Patriot Position

Police departments in South Carolina have made millions of dollars by seizing money and property from citizens in the past three years. The justification is that criminals shouldn’t keep their dirty money, but often, law enforcement isn’t taking money from hardened criminals.

Under current law, a criminal conviction is not necessary for police to seize someone’s money or property. In fact, a criminal charge is not even necessary. If you’re pulled over for speeding, a police officer can take your money and any number of items that they wish.

For example, an investigation by The Greenville News revealed that in 2016, police took $29,000 from a man’s car after he was speeding on the interstate. The same investigation revealed that police seized $4,670 from a woman after she dropped off her friend, who was wanted in a drug distribution investigation. Both of these cases were completely legal.

The people of South Carolina could play an important role in ending this practice. There is currently a bill in the South Carolina legislature that would abolish civil forfeiture and replace it with criminal forfeiture. The bill would require a felony conviction before law enforcement could seize money and property. It would also stop police from using the money for their own budgets, and instead, they would have to put the money into the state’s general fund.

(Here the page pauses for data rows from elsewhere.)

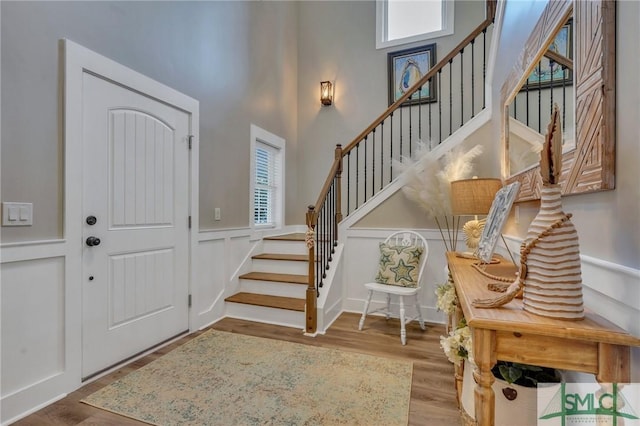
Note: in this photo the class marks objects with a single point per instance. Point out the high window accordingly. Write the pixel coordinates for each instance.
(406, 21)
(267, 179)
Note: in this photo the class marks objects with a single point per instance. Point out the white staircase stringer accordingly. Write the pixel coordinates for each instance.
(396, 184)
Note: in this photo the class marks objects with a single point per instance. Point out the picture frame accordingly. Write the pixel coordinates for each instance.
(496, 219)
(405, 68)
(545, 69)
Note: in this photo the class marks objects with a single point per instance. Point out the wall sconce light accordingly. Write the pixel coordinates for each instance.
(326, 93)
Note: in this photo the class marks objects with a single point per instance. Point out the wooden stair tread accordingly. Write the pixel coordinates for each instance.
(281, 278)
(281, 256)
(279, 302)
(298, 236)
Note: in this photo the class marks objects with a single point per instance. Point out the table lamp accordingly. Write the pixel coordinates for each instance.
(473, 197)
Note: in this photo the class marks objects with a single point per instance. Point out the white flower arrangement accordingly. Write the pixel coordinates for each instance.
(447, 299)
(458, 345)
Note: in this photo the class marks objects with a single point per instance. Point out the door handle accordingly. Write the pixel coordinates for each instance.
(93, 241)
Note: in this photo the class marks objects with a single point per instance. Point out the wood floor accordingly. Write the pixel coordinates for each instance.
(432, 393)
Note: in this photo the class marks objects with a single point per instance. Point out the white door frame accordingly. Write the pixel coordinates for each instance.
(78, 60)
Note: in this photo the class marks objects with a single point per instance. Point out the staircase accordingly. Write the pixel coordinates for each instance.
(274, 290)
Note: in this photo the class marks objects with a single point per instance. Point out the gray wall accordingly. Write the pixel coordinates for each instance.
(239, 59)
(607, 222)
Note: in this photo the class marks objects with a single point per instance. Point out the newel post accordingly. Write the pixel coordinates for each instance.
(338, 157)
(311, 314)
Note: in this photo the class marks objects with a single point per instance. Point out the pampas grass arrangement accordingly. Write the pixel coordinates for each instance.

Police shouldn’t be able to just take any amount of money that they feel like. In many of the cases investigated by The Greenville News, the people who had their property taken weren’t even convicted of a crime. If no criminal conviction is needed, police are allowed to basically walk into any home they wish or stop any car that they want and take people’s personal property; just because they felt like it.

At what point does this end? Where is the line drawn to stop this? Police should not be able to claim someone else’s money and use it however they please. With the current rules of civil forfeiture, police can basically claim money and then go off on an all-expense-paid trip to Disney World.  How is this legal? How is it that we as U.S. citizens have allowed this to be accepted?

This isn’t just a problem that s being faced in South Carolina. It is something that states throughout the country are facing.

Really, this issue seems to fall into the category of unlawful search and seizure, which begs the question of what policies should be in place to ensure that money coming from criminal activity is justly repurposed. Actually, there are a number of concerns surrounding civil forfeiture beyond the monetary ones. For example, the findings of The Greenville News showed that many of the instances of these seizures – 65 percent, in fact – are targeted toward black men, with their chances of reclaiming their property being far below that of others.

When we first discovered that this was being debated in the South Carolina legislature, we were unnerved, because currently, we are vulnerable to yet another potential abuse of power in our country. So we would like to encourage you to take action and call your representatives and tell them your thoughts on the current bill. It’s time for South Carolina to make a positive change and do what it can to protect innocent people.